Les biomarqueurs peuvent prédire les cancers mammaires résistants à la chimiothérapie

Les chercheurs de l'Université de Hull au Royaume-Uni ont identifié une famille de protéines qui pourraient être utilisées comme biomarqueurs pour prédire la résistance à la chimiothérapie chez les patients atteints de cancer du sein positifs aux récepteurs d'œstrogènes (ER-positifs).

Dans un article «en presse» de leur étude publiée en ligne dans le Journal of Proteomics Le 3 avril, le chercheur principal, le Dr Lynn Cawkwell et ses collègues, expliquent comment ils ont découvert un certain nombre de biomarqueurs potentiels pour la résistance à l'épirubicine, au docétaxel et à d'autres médicaments anti-chimio.

La résistance à la chimiothérapie est un gros problème dans le traitement de certains types de cancer.

Sans un moyen de prédire si la chimiothérapie fonctionnera, certains patients atteints de cancers résistants subissent de nombreuses difficultés: souffrir des effets secondaires d'options de chimiothérapie inefficaces sans les avantages, plus ils perdent un temps précieux jusqu'à ce qu'une thérapie efficace soit trouvée.

Ainsi, un objectif majeur dans la recherche sur le cancer est de prédire comment des cancers particuliers pourraient répondre, et une façon de le faire est de tester des protéines ou des biomarqueurs particuliers.

"Malheureusement, un test fiable n'a pas encore été développé pour y parvenir [pour le cancer du sein ER-positif]. Nous espérons que notre travail peut nous aider à nous rapprocher", a déclaré Cawkwell à la presse.

Certains scientifiques travaillant dans ce domaine utilisent des lignées cellulaires pour essayer de repérer les biomarqueurs, mais l'équipe de Cawkwell a utilisé des échantillons cliniques de tissus de tumeurs mammaires prélevés chez des patients, ce qui, selon elle, les a aidés à obtenir une «représentation plus précise de ce qui est pertinent dans les maladies de la vie réelle».

Pour leur étude, Cawkwell et ses collègues ont également utilisé deux «processus à haut débit», l'un basé sur les anticorps et l'autre en spectrométrie de masse, pour identifier les protéines candidates de biomarqueurs.

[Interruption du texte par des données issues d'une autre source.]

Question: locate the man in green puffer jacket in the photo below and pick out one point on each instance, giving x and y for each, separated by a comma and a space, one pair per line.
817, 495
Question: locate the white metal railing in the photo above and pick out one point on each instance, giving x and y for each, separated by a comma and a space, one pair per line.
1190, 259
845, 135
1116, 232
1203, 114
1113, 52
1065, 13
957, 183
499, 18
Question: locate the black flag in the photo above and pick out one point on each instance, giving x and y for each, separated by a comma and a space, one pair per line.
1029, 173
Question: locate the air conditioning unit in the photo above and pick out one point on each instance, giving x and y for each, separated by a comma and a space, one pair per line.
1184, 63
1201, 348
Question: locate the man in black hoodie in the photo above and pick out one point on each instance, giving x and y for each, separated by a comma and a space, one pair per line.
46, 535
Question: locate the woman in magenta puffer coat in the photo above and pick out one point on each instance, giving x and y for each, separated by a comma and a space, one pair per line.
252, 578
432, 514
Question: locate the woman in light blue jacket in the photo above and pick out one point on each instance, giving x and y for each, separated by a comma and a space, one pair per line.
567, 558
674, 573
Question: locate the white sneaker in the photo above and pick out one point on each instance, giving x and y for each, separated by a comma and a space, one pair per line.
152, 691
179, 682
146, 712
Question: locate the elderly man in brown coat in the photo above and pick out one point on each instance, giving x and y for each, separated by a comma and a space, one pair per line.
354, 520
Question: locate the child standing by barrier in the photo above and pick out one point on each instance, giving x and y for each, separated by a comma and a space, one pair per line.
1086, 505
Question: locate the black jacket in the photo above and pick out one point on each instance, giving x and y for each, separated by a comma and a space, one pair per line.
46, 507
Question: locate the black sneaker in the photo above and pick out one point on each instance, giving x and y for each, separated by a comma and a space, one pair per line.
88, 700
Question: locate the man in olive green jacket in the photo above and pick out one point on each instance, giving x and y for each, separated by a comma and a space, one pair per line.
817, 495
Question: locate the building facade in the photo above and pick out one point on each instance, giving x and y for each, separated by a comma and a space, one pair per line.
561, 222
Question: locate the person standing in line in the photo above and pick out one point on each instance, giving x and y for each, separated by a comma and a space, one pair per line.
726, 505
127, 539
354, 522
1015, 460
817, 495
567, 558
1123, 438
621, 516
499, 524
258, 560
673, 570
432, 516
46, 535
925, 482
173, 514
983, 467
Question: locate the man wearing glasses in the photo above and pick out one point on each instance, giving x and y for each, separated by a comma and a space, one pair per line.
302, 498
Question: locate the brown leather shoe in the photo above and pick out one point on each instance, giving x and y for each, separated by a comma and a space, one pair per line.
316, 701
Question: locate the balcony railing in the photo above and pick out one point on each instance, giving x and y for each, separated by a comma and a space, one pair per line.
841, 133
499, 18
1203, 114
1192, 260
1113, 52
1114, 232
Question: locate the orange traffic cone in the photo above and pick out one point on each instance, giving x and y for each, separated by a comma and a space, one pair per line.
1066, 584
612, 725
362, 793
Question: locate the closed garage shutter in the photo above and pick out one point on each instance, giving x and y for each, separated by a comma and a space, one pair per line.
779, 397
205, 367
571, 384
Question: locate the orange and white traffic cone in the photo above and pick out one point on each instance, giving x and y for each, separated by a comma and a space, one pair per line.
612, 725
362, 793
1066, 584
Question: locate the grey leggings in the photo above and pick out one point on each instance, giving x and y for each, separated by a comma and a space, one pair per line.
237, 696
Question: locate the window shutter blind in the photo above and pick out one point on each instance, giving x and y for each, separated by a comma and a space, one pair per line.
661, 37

En utilisant ces méthodes pour mener des "expériences protéomiques comparatives", elles ont identifié 132 protéines uniques qui ont été significativement différemment exprimées (plus de deux fois) dans des échantillons chimiothérapeutiques, dont 57 ont été identifiés dans au moins deux expériences, ils écrivent.

Cinq des protéines des 57 candidats appartiennent à la famille des protéines 14-3-3 (à savoir les "isoformes" theta / tau, gamma, epsilon, beta / alpha et zeta / delta) et ont déjà été associées à une résistance à la chimiothérapie dans cancer du sein.

L'équipe affirme que leurs résultats confirment la famille de protéines 14-3-3 en tant que candidat fort pour un test prédictif de chimio-résistance.

L'équipe travaille maintenant à montrer comment ces protéines peuvent être utilisées comme biomarqueurs pour prédire les cancers du sein ER-positifs résistants à la chimiothérapie. Cawkwell a déclaré:

"Si nous avons raison, nous espérons que, en testant ces protéines, les médecins pourront anticiper la réponse d'un patient à différentes chimiothérapies et décider de quel traitement convient le mieux".

L'équipe enquête également sur la résistance à la radiothérapie dans un certain nombre de cancers différents.